In this article, following the series on NLP, we’ll understand and create a Part of Speech (PoS) Tagger. The idea is to be able to extract “hidden” information from our text and also enable future use of Lemmatization, a text normalization tool that depends on PoS tags for correction.

In this article, we’ll use some more advanced topics, such as Machine Learning algorithms and some stuff about grammar and syntax. However, I’ll try to keep it understandable as promised, so don’t worry if you don’t know what is a Supervised Machine Learning Model, or if you have doubts about what is a Tree Bank, since I’ll try to make it as clear and simple as possible.

What are Parts of Speech?

To start, let us analyze a little about sentence composition. Have you ever stopped to think how we structure phrases? They are not random choices of words — you actually follow a structure when reasoning to make your phrase.

Of course, we follow cultural conventions learned from childhood, which may vary a little depending on region or background (you might have noticed, for example, that I use a somewhat ‘weird’ style in my phrasing — that’s because even though I’ve read and learned some english, portuguese is still my mother language and the language that I think in).

Grammars! The word always reminds me of bulky ancient books.

However, inside one language, there are commonly accepted rules about what is “correct” and what is not. For example, in English, adjectives are more commonly positioned before the noun (red flower, bright candle, colorless green ideas); verbs are words that denote actions and which have to exist in a phrase (for it to be a phrase)…

These rules are related to syntax, which according to Wikipedia “is the set of rules, principles, and processes that govern the structure of sentences”. Now, if you’re wondering, a Grammar is a superset of syntax (Grammar = syntax + phonology + morphology…), containing “all types of important rules” of a written language.

syntax […] is the set of rules, principles, and processes that govern the structure of sentences (sentence structure) in a given language, usually including word order— Wikipedia.
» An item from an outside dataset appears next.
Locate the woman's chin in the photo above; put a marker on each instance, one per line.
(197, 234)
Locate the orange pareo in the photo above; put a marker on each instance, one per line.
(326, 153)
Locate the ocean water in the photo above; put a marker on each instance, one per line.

To better be able to depict these rules, it was defined that words belong to classes according to the role that they assume in the phrase. These roles are the things called “parts of speech”. Now, the number of distinct roles may vary from school to school, however, there are eight classes (controversies!!) that are generally accepted (for English). In alphabetical listing:

A neat set of posters form this site. Nice to learn this way, right?
  • Adjective: beautiful, green, awesome…
  • Adpositions (prepositon/postposition): to, with, in…
  • Adverb: hardly, above, soon…
  • Articles: a, the, an…
  • Conjunction: and, but, yet…
  • Noun: cat, ape, apple…
  • Pronoun: it, he, you…
  • Verb (including auxiliary): to be, working, stood…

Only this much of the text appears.